Ricollegandosi alle teorie moderne che hanno indagato il ruolo ermeneutico del lettore, Blank ipotizza che Isocrate si rivolgesse a un pubblico critico, in grado di riconoscere eventuali ambiguità espressive e di verificare la bontà della sua esposizione. Non essendo possibile entrare nel dettagliato delle singole questioni affrontate nel volume, mi limito a selezionare qualche esempio, cominciando dal capitolo in cui Blank indica nell'Elena e nel Busiride una sorta di manifesto della dottrina retorica di Isocrate. Lo studioso sostiene che nel Busiride l'intreccio tra lode e difesa (la cui distinzione nell'Elena costituisce un elemento di distanza da Gorgia) e la scelta di sviluppare, come Policrate, un argomento 'non serio' (Bus. 9) implichino che il discorso non possa sottrarsi alle critiche rivolte dall'autore stesso ai sofisti. Il racconto su Busiride è palesemente inventato: sottolineando come la lode dell'Egitto non sia credibile dal momento che comporta un completo rovesciamento della tradizione, Blank tende però a sovrapporre i piani diversi della plausibilità retorica, della verità storica e del racconto tramandato sui fatti. Isocrate si esprimerebbe in modo ambiguo quando si chiede a chi potrebbe essere attribuito il merito del migliore ordinamento politico se non al 'figlio di Poseidone' (Bus. 35): Blank suggerisce di cogliere nella domanda retorica un'allusione a Teseo, a cui è fatta risalire l'origine delle istituzioni ateniesi nell'Elena; riconoscendo il riferimento alla genealogia divina, il pubblico sarebbe stato capace di comprendere anche lo scarto tra l'elogio paradossale di Busiride e il vero pensiero dell'autore, la cui lode è rivolta ad Atene (130-143). Anche se livelli diversi di comprensione sono sempre possibili, rimane aperto il problema di stabilire fino a che punto sia lecito ricostruire ciò che nel testo non è detto.

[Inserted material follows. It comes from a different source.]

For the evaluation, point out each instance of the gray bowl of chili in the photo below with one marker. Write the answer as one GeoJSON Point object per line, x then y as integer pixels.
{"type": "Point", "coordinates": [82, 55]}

In paneg. 8 Isocrate esalta i poteri della parola ripetendo una formulazione simile a quella che Platone attribuisce a Tisia e a Gorgia (Phaedr. 267a). Blank vede invece nel passo un ammonimento al lettore circa il pericolo che una cattiva retorica possa restituire una versione distorta dei fatti (169-171). Su queste basi egli ipotizza che Isocrate offra una dimostrazione concreta di questa possibilità inserendo deliberatamente nel testo degli argomenti erronei. Secondo Blank le posizioni sostenute in paneg. 100-128 non sarebbero coerenti né con il resto del discorso né con l'insegnamento retorico di Isocrate: una lettura attenta permetterebbe allora di riconoscere come la difesa delle colpe di Atene non sia in linea con il giudizio critico sulla recente esperienza dell'ἀρχή espresso in altre circostanze (212-241). Nel caso dell'Archidamo la difficoltà di conciliare l'esaltazione della politica aggressiva di Sparta con il resto della produzione isocratea sarebbe solo apparente: attraverso una serie di segnali disseminati nel testo Isocrate screditerebbe la figura dell'oratore spartano e fornirebbe al pubblico gli elementi sufficienti per constatare la scarsa credibilità dei suoi argomenti (300-371).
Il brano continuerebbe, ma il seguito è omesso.